Émile Guillemin (1841-1907), « Profil de femme orientale en bronze avec patine et émaux »
Description:
Émile Guillemin (1841-1907), « Profil de femme orientale en bronze avec patine et émaux »
Bronze doré et patiné, émaux et cadre en bois, 66x60 cm.
Époque : Seconde moitié du XIXe siècle.
Le profil de femme orientale, en bronze avec patine foncée et polychrome, est un chef-d'œuvre orientaliste du sculpteur Émile Guillemin. Le portrait de femme orientale, sujet rare dans la production de cet artiste, est embelli par une riche coiffe, des bijoux et des perles de corail. Le cadre est enrichi de cabochons de pierres précieuses. Son œuvre, par sa qualité d'exécution et le choix du sujet, reflète pleinement le goût orientaliste de son époque.
La composition ovale sur fond décoré, ornée d'applications en bronze doré, était un format décoratif très en vogue pour l'ameublement de luxe du XIXe siècle. Le bronze est travaillé en relief et patiné avec différentes teintes.

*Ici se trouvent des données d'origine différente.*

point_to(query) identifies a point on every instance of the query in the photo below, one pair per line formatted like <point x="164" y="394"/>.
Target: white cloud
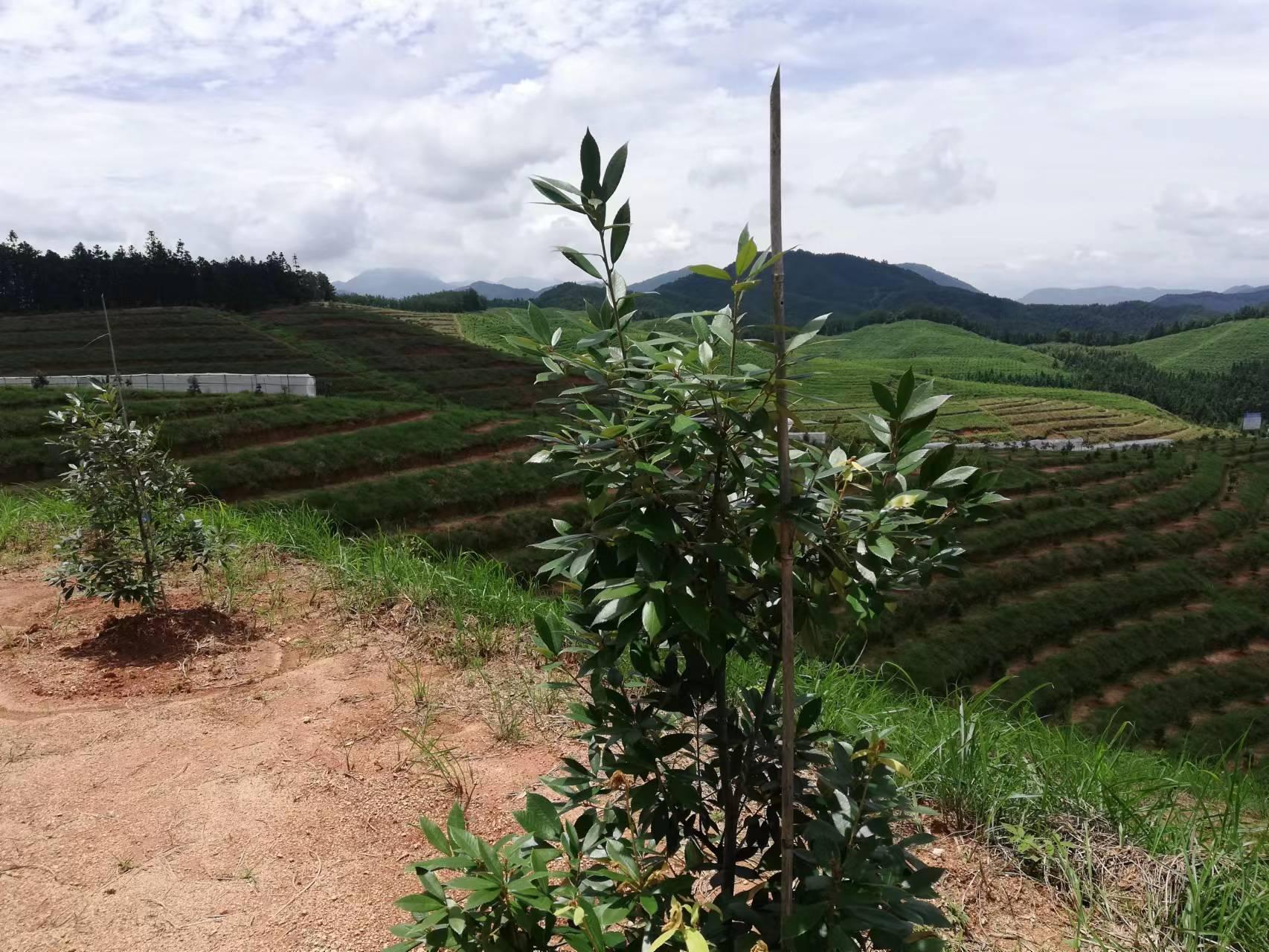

La coiffe est certainement la partie la plus significative et richement décorée. Probablement inspirée de coiffes d'origine asiatique-orientale, comme le telpek du Turkménistan ou le kokochnik russe, elle rappelle également à la mémoire visuelle de l'observateur les tiares portées par les souverains byzantins dans les mosaïques de San Vitale à Ravenne, typiques de l'iconographie orthodoxe. Sous la coiffe, la femme porte un turban d'origine moyen-orientale ou nord-africaine, comme le hijab ou le khimar. Le sujet orientaliste est enrichi par la présence de la grande boucle d'oreille créole, élément commun dans les bijoux des cultures non européennes et symbole iconographique distinctif. En effet, les femmes européennes avaient l'habitude de porter des boucles d'oreilles plus petites ou pendantes.
Biographie
Émile Guillemin (Émile-Coriolan Hippolyte Guillemin) était un sculpteur de la Belle Époque connu pour ses œuvres en bronze et pour ses sujets orientalistes, actif principalement dans la seconde moitié du XIXe siècle.
Il étudia sous la direction de son père, le peintre Auguste Guillemin, et de Jean-Jules Salmson, sculpteur et médailleur français d'origine suédoise, nommé en 1876 directeur de l'école des Arts industriels de Genève. Guillemin exposa régulièrement au Salon de Paris de 1870 à 1899, recevant également une mention honorable en 1897.
Émile doit être compté parmi les grands représentants de l'orientalisme français ; ses chefs-d'œuvre qui témoignent d'un profond intérêt pour les cultures asiatiques et moyen-orientales sont particulièrement connus, appréciés pour le haut niveau de détail et la finesse de la ciselure en bronze.
Guillemin était un sculpteur attentif aux détails, au rendu matériel, aux costumes et aux caractéristiques ethnographiques des personnes qu'il représentait ; pour conférer une richesse visuelle à ses sculptures, il choisissait souvent d'utiliser du bronze polychrome, décoré de différentes patines et de combinaisons de matériaux (marbre, pierres dures pour cabochons).